The bill would threaten pregnancy centers with a $500 first-time penalty and a $1,000 penalty for future infractions, forcing PRCs to post a notice to women seeking care at their facilities. The mandated notice would read:
This clinic does not provide abortion services or abortion referrals. Only ultrasounds performed by qualified healthcare professionals and read by licensed clinicians should be considered medically accurate. Hawaii has public programs that provide immediate free or low-cost access to comprehensive family planning services including all FDA-approved methods of contraception, prenatal care, and abortion for eligible women. To apply for medical insurance coverage that will cover the full range of family planning and prenatal care services, apply on-line at mybenefits.hawaii.gov.
This bill would apply to all five PRCs in Hawaii, three of which submitted testimonies against the bill — which were not posted in time for the committee vote. This further compounded the message of censorship: not only would these PRCs be forced to advertise for abortion clinics, but their protests against the law were allegedly illegally silenced.
“In its rush to appease Big Abortion, the Hawaii legislature is running roughshod over the First Amendment rights guaranteed to its own citizens,” Jor-El Godsey, president of Heartbeat International, an affiliation network of PRCs which includes the Hawaii centers, told LifeNews. “If the state can force its own people to violate their own deeply held religious convictions by advertising for abortions, then free speech and free religious exercise are effectively dead.”
As Glessner noted, Hawaii is not the first state to pass such a law. A similar measure passed in California in October 2015, and NIFLA is challenging it, all the way to the Supreme Court.
Like the Hawaii bill, California’s Reproductive FACT (Freedom, Accountability, Comprehensive Care, and Transparency) Act mandates that any facility which provides ultrasounds or prenatal care to pregnant women, or that provides counseling about contraception, or offers pregnancy testing, is required to post the following notice (emphasis added):
California has public programs that provide immediate free or low-cost access to comprehensive family planning services (including all FDA-approved methods of contraception), prenatal care, and abortion for eligible women. To determine whether you qualify, contact the county social services office at [insert the telephone number].

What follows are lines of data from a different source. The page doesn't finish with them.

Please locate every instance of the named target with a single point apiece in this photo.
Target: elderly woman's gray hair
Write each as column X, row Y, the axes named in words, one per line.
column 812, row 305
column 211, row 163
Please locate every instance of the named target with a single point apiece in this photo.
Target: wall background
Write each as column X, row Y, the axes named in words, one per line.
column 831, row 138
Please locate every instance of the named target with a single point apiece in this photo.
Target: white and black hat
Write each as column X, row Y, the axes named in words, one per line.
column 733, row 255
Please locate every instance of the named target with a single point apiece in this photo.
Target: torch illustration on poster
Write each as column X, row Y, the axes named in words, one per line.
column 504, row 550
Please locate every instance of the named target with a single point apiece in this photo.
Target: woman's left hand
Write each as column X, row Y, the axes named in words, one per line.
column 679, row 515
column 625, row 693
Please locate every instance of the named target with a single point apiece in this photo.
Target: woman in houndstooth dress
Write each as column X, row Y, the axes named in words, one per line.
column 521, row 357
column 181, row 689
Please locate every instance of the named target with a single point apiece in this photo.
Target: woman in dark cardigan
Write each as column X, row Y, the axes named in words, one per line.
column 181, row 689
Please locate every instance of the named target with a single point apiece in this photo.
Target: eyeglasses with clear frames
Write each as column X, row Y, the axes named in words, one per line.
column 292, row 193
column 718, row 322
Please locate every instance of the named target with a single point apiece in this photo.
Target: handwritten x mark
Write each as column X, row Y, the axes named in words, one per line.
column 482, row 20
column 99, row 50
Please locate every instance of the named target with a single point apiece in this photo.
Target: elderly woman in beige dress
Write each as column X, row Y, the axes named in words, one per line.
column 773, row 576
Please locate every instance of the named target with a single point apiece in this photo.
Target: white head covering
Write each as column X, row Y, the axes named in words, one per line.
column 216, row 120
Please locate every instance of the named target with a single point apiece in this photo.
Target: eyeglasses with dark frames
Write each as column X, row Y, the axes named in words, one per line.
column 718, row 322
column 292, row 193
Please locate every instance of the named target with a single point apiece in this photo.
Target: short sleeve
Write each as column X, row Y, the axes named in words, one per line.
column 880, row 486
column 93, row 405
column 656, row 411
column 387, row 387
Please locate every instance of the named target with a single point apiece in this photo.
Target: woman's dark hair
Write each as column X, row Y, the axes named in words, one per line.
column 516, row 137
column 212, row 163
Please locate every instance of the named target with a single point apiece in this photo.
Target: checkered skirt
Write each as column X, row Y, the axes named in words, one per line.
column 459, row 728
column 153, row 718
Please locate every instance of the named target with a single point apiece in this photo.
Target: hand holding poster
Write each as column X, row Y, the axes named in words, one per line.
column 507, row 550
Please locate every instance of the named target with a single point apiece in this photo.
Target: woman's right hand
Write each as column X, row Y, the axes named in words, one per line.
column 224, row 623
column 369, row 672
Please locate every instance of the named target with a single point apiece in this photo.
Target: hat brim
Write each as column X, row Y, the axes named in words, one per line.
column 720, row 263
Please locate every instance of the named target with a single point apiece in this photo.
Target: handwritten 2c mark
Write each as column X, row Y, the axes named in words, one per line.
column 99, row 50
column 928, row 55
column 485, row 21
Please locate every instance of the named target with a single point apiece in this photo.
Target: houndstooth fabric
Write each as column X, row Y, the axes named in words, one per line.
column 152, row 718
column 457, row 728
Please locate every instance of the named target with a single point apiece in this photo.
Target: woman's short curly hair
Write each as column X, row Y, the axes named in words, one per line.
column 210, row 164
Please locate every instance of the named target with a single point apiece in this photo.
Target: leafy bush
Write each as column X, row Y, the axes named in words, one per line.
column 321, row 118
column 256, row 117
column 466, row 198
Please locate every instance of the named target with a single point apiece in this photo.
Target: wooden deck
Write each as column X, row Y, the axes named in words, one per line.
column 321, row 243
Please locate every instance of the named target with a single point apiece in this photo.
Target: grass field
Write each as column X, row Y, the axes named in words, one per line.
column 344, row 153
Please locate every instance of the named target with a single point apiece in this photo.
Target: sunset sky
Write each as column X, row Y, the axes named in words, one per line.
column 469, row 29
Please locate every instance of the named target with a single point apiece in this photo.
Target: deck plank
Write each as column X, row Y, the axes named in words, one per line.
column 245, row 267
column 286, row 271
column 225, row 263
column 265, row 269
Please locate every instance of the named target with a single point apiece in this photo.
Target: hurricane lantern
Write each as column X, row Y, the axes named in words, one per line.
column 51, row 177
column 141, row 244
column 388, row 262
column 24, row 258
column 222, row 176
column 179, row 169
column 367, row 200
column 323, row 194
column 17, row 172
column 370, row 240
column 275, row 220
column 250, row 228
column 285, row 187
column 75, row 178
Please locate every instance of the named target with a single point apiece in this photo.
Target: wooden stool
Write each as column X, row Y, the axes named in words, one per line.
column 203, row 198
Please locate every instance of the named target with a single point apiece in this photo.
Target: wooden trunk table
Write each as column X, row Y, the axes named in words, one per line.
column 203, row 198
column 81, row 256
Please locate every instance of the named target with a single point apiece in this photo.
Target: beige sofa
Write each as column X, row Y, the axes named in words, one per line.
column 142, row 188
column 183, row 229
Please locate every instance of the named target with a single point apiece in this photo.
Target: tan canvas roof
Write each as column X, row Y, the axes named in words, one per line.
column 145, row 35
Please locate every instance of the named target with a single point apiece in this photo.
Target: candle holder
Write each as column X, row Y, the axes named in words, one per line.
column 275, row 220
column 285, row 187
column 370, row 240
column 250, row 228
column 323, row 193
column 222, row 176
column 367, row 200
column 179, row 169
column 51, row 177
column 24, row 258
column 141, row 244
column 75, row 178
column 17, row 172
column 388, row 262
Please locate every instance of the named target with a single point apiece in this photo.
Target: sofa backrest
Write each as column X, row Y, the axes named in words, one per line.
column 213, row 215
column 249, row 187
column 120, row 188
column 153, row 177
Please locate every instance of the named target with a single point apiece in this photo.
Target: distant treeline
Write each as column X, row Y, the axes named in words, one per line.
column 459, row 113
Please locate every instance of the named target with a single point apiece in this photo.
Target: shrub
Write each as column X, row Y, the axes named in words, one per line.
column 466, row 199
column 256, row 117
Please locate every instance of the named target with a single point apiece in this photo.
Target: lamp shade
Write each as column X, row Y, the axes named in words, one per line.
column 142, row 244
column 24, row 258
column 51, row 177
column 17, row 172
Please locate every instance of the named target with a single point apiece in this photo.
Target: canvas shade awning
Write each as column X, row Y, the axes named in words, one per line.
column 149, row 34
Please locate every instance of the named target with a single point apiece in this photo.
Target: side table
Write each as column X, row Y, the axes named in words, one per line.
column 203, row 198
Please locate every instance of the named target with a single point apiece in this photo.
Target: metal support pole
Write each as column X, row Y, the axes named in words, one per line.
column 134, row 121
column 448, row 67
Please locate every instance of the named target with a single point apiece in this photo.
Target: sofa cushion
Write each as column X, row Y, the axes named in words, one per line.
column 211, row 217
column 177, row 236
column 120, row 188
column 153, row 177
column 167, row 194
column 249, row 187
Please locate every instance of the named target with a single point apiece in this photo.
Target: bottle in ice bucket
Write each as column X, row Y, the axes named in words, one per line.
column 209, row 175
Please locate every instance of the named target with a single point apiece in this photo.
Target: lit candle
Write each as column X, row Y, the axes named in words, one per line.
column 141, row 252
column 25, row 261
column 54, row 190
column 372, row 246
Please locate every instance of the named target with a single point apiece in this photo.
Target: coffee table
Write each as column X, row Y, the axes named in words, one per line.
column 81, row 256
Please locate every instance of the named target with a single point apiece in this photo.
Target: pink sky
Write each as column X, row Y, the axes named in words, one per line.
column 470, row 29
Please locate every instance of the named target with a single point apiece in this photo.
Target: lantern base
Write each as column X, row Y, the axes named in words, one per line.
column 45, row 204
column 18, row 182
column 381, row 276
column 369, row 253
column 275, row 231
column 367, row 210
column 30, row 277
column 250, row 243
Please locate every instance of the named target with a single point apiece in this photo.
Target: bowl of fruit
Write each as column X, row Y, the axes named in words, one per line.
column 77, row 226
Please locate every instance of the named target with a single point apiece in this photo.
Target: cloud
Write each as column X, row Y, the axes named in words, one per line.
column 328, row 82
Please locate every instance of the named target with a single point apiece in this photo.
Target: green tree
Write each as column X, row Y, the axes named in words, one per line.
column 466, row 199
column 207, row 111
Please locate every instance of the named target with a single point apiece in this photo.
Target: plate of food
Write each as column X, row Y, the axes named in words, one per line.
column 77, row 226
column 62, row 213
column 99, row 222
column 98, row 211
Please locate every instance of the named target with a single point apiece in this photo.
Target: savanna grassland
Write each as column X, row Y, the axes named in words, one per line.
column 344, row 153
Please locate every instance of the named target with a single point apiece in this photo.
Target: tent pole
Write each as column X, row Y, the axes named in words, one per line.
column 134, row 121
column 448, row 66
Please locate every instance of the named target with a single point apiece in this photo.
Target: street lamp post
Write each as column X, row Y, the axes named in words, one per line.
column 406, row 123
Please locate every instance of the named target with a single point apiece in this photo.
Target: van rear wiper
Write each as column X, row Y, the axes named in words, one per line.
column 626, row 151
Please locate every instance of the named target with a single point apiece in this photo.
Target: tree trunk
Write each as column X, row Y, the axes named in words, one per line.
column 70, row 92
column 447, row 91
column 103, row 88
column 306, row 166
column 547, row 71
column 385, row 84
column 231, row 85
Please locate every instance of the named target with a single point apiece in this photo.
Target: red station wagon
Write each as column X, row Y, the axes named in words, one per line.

Like Hawaii’s bill, the California law penalizes facilities which do not post such a notice within 30 days — a $500 fine for the first offense, and $1,000 for each subsequent offense.
Glessner, the NIFLA president, said the law violated both free speech and religious freedom. He argued that the U.S. Supreme Court has always held compelled speech to be a violation of the First Amendment. “The government cannot compel you or me or a church to present a message that it wants you to present and you disagree with,” he told PJ Media. “It just can’t do that. That is an absolute violation of your First Amendment rights.”
If these bills violate First Amendment rights, why do Democrats support them? Some outlets have branded PRCs as “fake clinics,” and argued that this bill would force them to “stop breaking privacy laws.”
PRCs provide many services, however, including confirmation of pregnancy through ultrasound services, along with testing for sexually transmitted infections (STIs). “Some of them are providing STI testing and treatment services, they all provide counseling, material resources, cribs, baby clothes, maternity clothes, accessories, referrals for adoption, referrals for legal help, referrals for housing,” Glessner explained.
The centers exist to provide needed care and counseling to women struggling with crisis pregnancies. If refusing to provide abortion makes them “fake clinics,” that’s a rather misleading characterization.
NIFLA is challenging the California bill in the Supreme Court, and Glessner told PJ Media he expects arguments to begin in the Fall of this year. If the Court strikes down California’s statute, it likely would also invalidate the Hawaii law, saving PRCs and this one church from mandated pro-abortion speech.
Glessner summed up the impact of such laws in a chilling declaration: “If you disagree with government policy, we’re going to make you agree, and if you don’t agree we’re going to fine you and close you down. That’s tyranny.” Let’s hope the Supreme Court sees it this way.